Both handsets are constructed with toughness in mind, with IP68 support being common across the range. Basically, it’ll take a while (30 minutes at two metres) for the ocean to destroy your device. But the ocean destroys everything, eventually. Both are MIL-STD-810 tested, and both can handle temperatures between -25° to 50°. If you’re torn between which one you want, the Core-M4 is a little easier to handle in terms of size and weight.
An M4 you can afford
The Crosscall Core-M4 is a smaller handset, with a 4.95in 960 x 480 display at its disposal. Don’t be too dismayed by the lack of resolution, the Core-M4 is intended as a utilitarian device — mounted on a motorcycle or knocking around a construction site rather than making YouTube videos look good. To that end, its touchscreen works whether your hands are wet or wearing gloves.
There’s a Snapdragon 215 at its heart, along with 3GB of RAM and 32GB of storage. Users can opt either for dual SIM cards or a SIM and a microSD if you’re using this as your at-home handset. There’s a 12MP rear camera as well as a 2MP front-facer but we’re not expecting anything special from either of them. They’ll likely take photos — Huawei and Samsung have nothing to worry about,
The Core-M4 runs Android 9.0, the handset supports GPS and features an FM radio and the whole thing weighs in at 210 grams.

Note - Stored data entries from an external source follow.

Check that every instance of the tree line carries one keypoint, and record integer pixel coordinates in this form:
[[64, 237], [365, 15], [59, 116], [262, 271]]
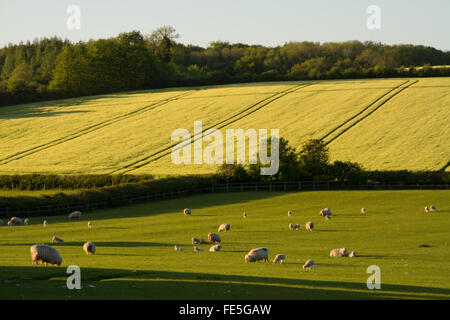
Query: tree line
[[54, 68]]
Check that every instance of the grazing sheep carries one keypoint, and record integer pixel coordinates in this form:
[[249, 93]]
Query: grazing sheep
[[45, 254], [341, 252], [309, 264], [280, 258], [56, 239], [213, 237], [15, 221], [75, 214], [215, 248], [89, 247], [257, 254], [352, 254], [224, 227]]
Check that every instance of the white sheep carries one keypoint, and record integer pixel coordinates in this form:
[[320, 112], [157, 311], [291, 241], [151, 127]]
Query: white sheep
[[45, 254], [215, 248], [340, 252], [223, 227], [280, 258], [75, 214], [213, 237], [309, 264], [89, 247], [56, 239], [257, 254]]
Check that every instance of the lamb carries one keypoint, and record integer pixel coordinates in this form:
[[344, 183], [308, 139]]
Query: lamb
[[340, 252], [213, 237], [75, 214], [309, 264], [280, 258], [15, 221], [89, 247], [45, 254], [215, 248], [56, 239], [257, 254], [224, 227]]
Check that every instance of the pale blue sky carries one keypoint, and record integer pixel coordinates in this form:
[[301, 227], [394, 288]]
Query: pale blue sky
[[263, 22]]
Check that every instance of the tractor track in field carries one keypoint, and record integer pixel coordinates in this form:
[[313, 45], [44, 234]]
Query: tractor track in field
[[219, 125], [89, 129], [358, 117]]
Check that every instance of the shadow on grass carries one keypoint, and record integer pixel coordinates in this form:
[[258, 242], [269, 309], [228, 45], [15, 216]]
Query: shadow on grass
[[49, 283]]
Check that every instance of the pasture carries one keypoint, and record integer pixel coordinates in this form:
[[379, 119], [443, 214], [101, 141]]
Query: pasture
[[135, 256], [385, 124]]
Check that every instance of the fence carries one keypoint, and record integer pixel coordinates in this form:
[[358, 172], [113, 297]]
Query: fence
[[226, 187]]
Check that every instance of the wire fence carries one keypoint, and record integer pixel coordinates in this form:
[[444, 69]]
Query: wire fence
[[51, 210]]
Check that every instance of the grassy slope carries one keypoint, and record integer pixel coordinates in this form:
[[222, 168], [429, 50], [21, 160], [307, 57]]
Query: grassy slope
[[141, 238], [105, 133]]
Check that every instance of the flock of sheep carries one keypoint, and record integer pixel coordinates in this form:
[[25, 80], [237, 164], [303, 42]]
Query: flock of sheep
[[48, 255]]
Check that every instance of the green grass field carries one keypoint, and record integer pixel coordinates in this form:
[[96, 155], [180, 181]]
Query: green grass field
[[135, 258], [381, 123]]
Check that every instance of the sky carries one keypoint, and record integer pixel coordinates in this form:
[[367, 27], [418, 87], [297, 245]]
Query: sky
[[269, 23]]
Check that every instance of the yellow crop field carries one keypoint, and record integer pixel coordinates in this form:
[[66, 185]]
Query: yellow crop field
[[380, 123]]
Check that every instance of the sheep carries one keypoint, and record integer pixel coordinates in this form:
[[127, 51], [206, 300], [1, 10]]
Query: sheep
[[215, 248], [223, 227], [15, 221], [341, 252], [45, 254], [56, 239], [89, 247], [257, 254], [75, 214], [309, 264], [280, 258], [213, 237], [351, 254]]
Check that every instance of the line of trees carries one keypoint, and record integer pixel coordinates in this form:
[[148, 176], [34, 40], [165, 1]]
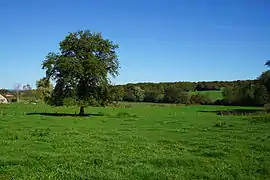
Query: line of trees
[[85, 61]]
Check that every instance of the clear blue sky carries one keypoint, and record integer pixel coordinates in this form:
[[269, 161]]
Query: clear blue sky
[[168, 40]]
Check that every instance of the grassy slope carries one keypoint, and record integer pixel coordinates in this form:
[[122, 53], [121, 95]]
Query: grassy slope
[[143, 142]]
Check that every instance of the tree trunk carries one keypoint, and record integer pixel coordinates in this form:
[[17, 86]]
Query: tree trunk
[[81, 111]]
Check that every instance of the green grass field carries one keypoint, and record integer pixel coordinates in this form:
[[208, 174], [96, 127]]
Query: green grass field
[[144, 141]]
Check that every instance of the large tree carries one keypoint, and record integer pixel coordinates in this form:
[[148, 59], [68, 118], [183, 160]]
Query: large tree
[[82, 69]]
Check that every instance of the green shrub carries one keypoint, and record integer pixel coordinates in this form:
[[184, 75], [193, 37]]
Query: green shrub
[[267, 107]]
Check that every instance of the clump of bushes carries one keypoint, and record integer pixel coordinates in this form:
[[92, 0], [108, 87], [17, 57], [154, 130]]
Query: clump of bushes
[[267, 107]]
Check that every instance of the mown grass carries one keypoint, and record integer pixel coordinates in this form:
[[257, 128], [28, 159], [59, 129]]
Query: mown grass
[[141, 141]]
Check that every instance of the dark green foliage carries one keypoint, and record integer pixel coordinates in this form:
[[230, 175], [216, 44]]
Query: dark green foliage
[[265, 79], [81, 69], [249, 94], [155, 95], [117, 93], [199, 99], [134, 93], [173, 94], [267, 107]]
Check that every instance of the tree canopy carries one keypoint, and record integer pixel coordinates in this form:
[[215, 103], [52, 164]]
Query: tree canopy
[[82, 69]]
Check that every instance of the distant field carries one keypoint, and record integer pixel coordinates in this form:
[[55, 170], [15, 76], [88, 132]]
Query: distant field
[[213, 95], [143, 141]]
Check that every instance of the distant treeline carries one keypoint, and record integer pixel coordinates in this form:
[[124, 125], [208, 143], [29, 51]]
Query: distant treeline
[[240, 92], [234, 92]]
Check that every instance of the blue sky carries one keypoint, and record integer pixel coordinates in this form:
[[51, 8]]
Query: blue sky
[[168, 40]]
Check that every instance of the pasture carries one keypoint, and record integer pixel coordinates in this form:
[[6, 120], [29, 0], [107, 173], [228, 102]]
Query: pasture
[[139, 141]]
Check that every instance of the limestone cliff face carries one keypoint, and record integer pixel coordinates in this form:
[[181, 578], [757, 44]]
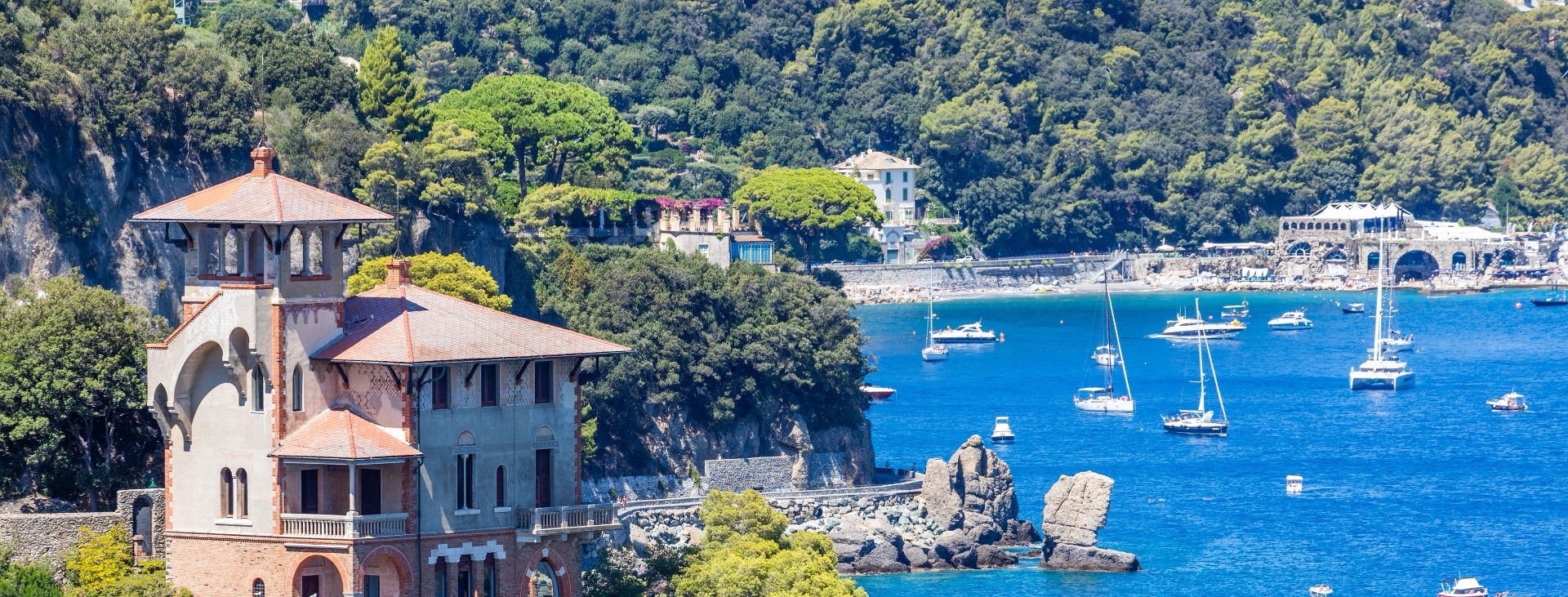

If you want one, it’ll cost more than the specs suggest — R6,700. It’ll be available in South Africa from August.
There’s another version of the phone called the Core-M4 GO, running Android Go (naturally), that’ll cost R5,400. That one drops in September this year.
X-4: Days of Future Past
Which brings us to the Crosscall Core-X4, which is the big-boy rugged smartphone. We already know it is as tough as its siblings are, so let’s dive into what makes it unique. The handset sports the best screen of the new Crosscall trio, a 5.45in 1,440 x 720 display that’ll work whether you’re wearing gloves or have wet hands. There’s a 3,850mAh battery in the back of this thing, which should manage at least a day of use on-site.
The rest of the spec is similar to that found in the Crosscall Core-T4 — the processor is Qualcomm’s Snapdragon 450, expect 3G of RAM and 32GB of storage and you can add up to 512GB of extra space using a microSD. If you do there’s still space for dual SIM cards, making this very attractive for small business owners who do important things with tools.
The rear camera is a little special, using a 48MP Fusion setup that combines four pixels into one — which should translate into 12MP images that look better than if you just used a plain ole 12MP sensor. Up front there’s an 8MP sensor, in case you’re keen on taking selfies with mining equipment, but don’t expect to blow up Instagram with the Core-X4’s cameras.
If you cannot live without one, they’re launching at R9,500. They’re available in South Africa now, from a range of locations. If you want to know exactly where Crosscall has collected those locations on one page. Vodacom and MTN are on the list, as is Takealot.